Sebagaimana yang telah menjadi pengetahuan umum bahwa Indonesia adalah Negara yang unik. Salah satu keunikannya adalah komposisi masyarakatnya yang majemuk atau plural. Kondisi semacam ini tidak menyebabkan Indonesia setiap hari perang saudara karena banyaknya perbedaan. Justru, perbedaan dapat dijadikan sebagai kekuatan.

Dalam perjalanannya, perbedaan tidak selalu menjadi kekuatan. Artinya, batu sandungan selalu ada. Batu sandungan itu ada kalanya muncul seperti primordialisme, etnosentrisme dan menganggap kebenaran tunggal.

Poin terakhir inilah yang saat ini sedang “dipelihara” oleh sebagian orang atau kelompok tertentu. Bahwa kebenaran hanya milik kelompoknya sendiri. Selain kelompoknya dianggap sebagai musuh (kafir, thagut, dll).

Padahal perbedaan adalah sesuatu yang niscaya, tidak dapat dihindari. Akan tetapi, sekali lagi, kelompok yang sedang membangun agenda dengan melancarkan serangan bahwa yang paling benar dan berhak masuk surge adalah kelompoknya sejatinya sudah muncul dipermukaan.

Aksi teror yang mengancam ketertiban dan keamanan serta persatuan Indonesia adalah buah tangan dari kelompok yang menginginkan adanya satu komunitas, tidak menghargai perbedaan.

Sebagaimana yang dilakukan oleh ISIS. Orang maupun kelompok yang berbeda pandangan politik dengannya dianggap sebagai kafir dan wajib dibunuh. Tentu kondisi seperti ini tidak bisa dibiarkan begitu saja.

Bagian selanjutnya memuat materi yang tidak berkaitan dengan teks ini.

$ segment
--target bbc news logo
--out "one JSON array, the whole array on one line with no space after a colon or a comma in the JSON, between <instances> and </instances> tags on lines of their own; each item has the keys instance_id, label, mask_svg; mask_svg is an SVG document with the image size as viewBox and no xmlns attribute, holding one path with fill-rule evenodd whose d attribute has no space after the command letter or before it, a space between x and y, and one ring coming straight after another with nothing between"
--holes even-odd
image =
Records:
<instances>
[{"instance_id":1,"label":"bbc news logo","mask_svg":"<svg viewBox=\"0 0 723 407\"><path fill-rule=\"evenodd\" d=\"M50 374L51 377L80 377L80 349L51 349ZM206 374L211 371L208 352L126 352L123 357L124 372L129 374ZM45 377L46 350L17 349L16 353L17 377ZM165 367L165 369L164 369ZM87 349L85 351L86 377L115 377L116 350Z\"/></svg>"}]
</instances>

Sebab, berbagai teror akan terus berlangsung sehingga negeri ini akan kacau-balau.

Oleh sebab itulah, pada tahun 2010 berdasarkan desakan aspirasi masyarakat, Dewan Perwakilan Rakyat (DPR) telah merekomendasikan kepada Pemerintah untuk membuat lembaga tersendiri yang mampu menangani terorisme secara komprehensif dari hulu ke hilir. Hasilnya, pemerintah membentuk Badan Nasional Penaggulangan Terorisme (BNPT). Legalisasinya melalui Perpres Nomor  46 Tahun 2010 tentang Pembentukan Badan Nasional Penanggulangan Terorisme  (BNPT).

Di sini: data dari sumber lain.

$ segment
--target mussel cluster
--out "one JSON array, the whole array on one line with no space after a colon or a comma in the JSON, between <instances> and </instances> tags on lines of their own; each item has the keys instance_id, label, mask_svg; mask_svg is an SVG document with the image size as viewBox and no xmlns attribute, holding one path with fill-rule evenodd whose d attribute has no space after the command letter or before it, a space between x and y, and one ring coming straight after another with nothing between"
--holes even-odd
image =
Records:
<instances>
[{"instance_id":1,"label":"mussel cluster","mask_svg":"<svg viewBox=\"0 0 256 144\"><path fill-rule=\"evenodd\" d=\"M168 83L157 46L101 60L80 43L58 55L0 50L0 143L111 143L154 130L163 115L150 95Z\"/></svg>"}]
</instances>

Kini, usia BNPT sudah menginjak 7 tahun. Sudah banyak hal yang dicapainya. Namun tidak lantas menguras tuntas kejahatan seperti terorisme. Sebab, benih terorisme secara dini sulit ditelisik mengingat terorisme adalah sesuatu yang abstrak karena berawal dari doktrin keagamaan yang salah kaprah.

BNPT dan Sinergi Generasi Muda

Dalam sepak terjangnya, BNPT telah melancarkan berbagai stategi deradikalisasi dan melakukan penangangan terhadap bahaya terorisme yang mulai merambah dalam generasi muda. Melihat kenyataan demikian, BNPT menggandeng generasi muda untuk memerangi dan mencegah paham radikal.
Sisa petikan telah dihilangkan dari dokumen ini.